Alcaraz is 37 years old and had his first drawing published in kindergarten at age 5. He started drawing with the Chicano Art Movement, which inspired him to paint murals at the age of 16 and 17. In high school, he was involved in the graphic arts program, and in college, he drew the editorial cartoons for The Daily Aztec, San Diego State University’s newspaper. Back then, at the age of 21, he was getting paid $7 a cartoon.
While drawing cartoons for the college newspaper, he saw remarks in a bathroom stall one day that read, “Go back to Mexico.””It was during the Reagan years,” Alcaraz said. “It is easy to make people hate my guts because of my cartoons.”
After college in 1992, Alcaraz drew self-syndicated cartoons for L.A. Weekly, and then his cartoons were used across the country. Some of his syndicated cartoons, he translated into Spanish twice a week.
Alcaraz uses his cartoons to show his view on different Mexican-American issues.
“It’s a chance to put out my opinion to forcibly make a point,” he said. “The stuff writes itself.”
Alcaraz said there were times he even made people angry in his own newspaper.
Alcaraz presented cartoons of some presidents of the United States, including George W. Bush and Ronald Reagan.
“My editor used to say, ‘You can’t draw the president like he is some drooling idiot,'” Alcaraz said.
One of his famous cartoons is the “Migra Mouse,” which was a picture of Mickey Mouse as an immigrant.

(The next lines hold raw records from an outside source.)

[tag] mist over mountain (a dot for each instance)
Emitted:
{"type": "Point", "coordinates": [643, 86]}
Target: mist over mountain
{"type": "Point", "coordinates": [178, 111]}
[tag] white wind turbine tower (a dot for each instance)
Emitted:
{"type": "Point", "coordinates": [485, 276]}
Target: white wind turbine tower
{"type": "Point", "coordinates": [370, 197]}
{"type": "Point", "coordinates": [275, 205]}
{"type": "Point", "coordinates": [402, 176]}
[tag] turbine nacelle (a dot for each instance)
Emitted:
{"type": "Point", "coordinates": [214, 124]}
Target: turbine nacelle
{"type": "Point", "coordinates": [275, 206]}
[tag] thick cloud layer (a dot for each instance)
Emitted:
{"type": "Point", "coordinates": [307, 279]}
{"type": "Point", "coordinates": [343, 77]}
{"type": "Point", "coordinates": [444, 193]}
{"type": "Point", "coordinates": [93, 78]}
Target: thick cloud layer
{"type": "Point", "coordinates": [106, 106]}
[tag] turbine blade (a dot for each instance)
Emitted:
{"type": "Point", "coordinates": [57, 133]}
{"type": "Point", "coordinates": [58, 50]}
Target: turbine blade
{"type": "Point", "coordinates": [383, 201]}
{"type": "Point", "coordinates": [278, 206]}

This cartoon was based on the California government getting donations for the anti-immigration campaign. “Migra Mouse” is a part of the series “La Cucaracha.”
The ballroom was in constant laughter throughout the presentation from Alcaraz’s jokes, cartoons and voices of the presidents that he impersonated and characters in his cartoons.
“After my Elian Gonzalez cartoons, I received a lot of letters from Miami residents,” he said. “I haven’t been invited to Miami yet.”
Alcaraz’s last work was his book that he illustrated, Latino USA: A Cartoon History. The book is 160 pages of how and why Latinos are in the United States. It also explores biographies of different people who are both Mexican and American. The book took two years to complete.
Alcaraz said he hopes to write another book with a friend.”I hope, if I get the blessing from the boss,” he said.Alcaraz also promoted his Web site, Pocho.com.
“Go to Pocho.com, or (my daughter) Amya doesn’t eat,” he said.
After the showing of a video that discussed a threatened lawsuit from Emilo Estefan, husband of Latina recording artist Gloria Estefan, Alcaraz ended the presentation. The lawsuit was against a column he wrote for L.A. Weekly on the Latin Grammy Awards and how Latinos are not really on TV that much.
Jackie McCain, Latin American Student Association Vice President introduced Alcaraz and said she also enjoyed the presentation.
“I liked it. I see him as a syndicated cartoonist, and I don’t take (his material) personal,” she said. “I think its funny, and people need to take things a little more lightly.”